Especially with Simulcast it will make it SO cheap/easy for people.
I made https://github.com/Glimesh/broadcast-box in a hope to make self-hosting + WebRTC a lot easier :)
Now it is all wallet garden/app-per-service.
This implementation is very small. I feel 100% confident we are giving users the best thing possible.
You're right that biggest reason people usually recommend disabling it is to prevent your IP from leaking when using a VPN https://www.techradar.com/vpn/webrtc-leaks but not having to worry about RCE or DoS is a nice bonus
I'm not sure how much will this impact ffmpeg users. Considering that WebRTC has a bad track record in terms of security though, I do worry a little that its inclusion in one more place on our systems could increase attack surface.
Of course, you're right that this implementation is very small. It's very different than a typical client implementation, I don't share the same concerns. It's also only the WHIP portion of WebRTC, and anyone processing user input through ffmpeg is hopefully compiling a version enabling only the features they use, or at least "--disable-muxer=whip" and others at configure time. Or, you know, you could specify everything explicitly at runtime so ffmpeg won't load features based on variable user input.

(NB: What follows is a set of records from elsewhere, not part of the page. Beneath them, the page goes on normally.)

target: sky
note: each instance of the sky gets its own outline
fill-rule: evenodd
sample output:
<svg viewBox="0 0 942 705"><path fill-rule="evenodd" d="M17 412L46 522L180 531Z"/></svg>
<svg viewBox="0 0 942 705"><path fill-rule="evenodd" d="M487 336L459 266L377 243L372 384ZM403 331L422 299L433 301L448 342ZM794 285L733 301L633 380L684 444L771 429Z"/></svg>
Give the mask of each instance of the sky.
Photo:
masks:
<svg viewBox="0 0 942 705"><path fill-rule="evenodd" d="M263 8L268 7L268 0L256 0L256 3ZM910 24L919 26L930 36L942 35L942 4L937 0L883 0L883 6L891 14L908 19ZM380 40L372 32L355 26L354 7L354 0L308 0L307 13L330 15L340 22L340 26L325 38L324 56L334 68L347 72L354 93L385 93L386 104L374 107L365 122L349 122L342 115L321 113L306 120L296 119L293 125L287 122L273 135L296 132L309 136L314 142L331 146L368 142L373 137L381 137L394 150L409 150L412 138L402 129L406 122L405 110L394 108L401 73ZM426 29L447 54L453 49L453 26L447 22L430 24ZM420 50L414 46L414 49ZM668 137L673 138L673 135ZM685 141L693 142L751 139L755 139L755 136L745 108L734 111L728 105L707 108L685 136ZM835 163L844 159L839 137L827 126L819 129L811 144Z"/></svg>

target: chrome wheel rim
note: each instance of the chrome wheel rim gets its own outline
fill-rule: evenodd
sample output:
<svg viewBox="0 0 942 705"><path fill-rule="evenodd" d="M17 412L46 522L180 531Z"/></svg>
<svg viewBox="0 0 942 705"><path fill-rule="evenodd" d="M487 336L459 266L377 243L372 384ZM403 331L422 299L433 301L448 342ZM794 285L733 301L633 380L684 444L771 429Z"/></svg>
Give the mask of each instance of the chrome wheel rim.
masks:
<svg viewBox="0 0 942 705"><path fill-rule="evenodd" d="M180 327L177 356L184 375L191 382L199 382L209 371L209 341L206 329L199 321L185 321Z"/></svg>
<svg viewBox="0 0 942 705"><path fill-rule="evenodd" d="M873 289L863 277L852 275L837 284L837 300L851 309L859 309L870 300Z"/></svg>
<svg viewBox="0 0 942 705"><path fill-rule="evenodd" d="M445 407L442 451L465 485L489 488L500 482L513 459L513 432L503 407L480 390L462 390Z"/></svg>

ffmpeg has had so many issues in the past [1], it's best practice anyway to keep it well contained when dealing with user input. Create a docker image with nothing but ffmpeg and its dependencies installed and do a "docker run" for every transcode job you got. Or maybe add ClamAV, OpenOffice and ImageMagick in the image as well if you also need to deal with creating thumbnails of images and document.
And personally, I'd go a step further and keep the servers that deal with user-generated files in more than accepting and serving them in their own, heavily locked down VLAN (or Security Group if you're on AWS).
That's not a dumbass criticism of any of these projects mentioned by the way. Security is hard, especially when dealing with binary formats that have inherited a lot of sometimes questionably reverse engineered garbage. It's wise to recognize this before getting fucked over like 4chan was.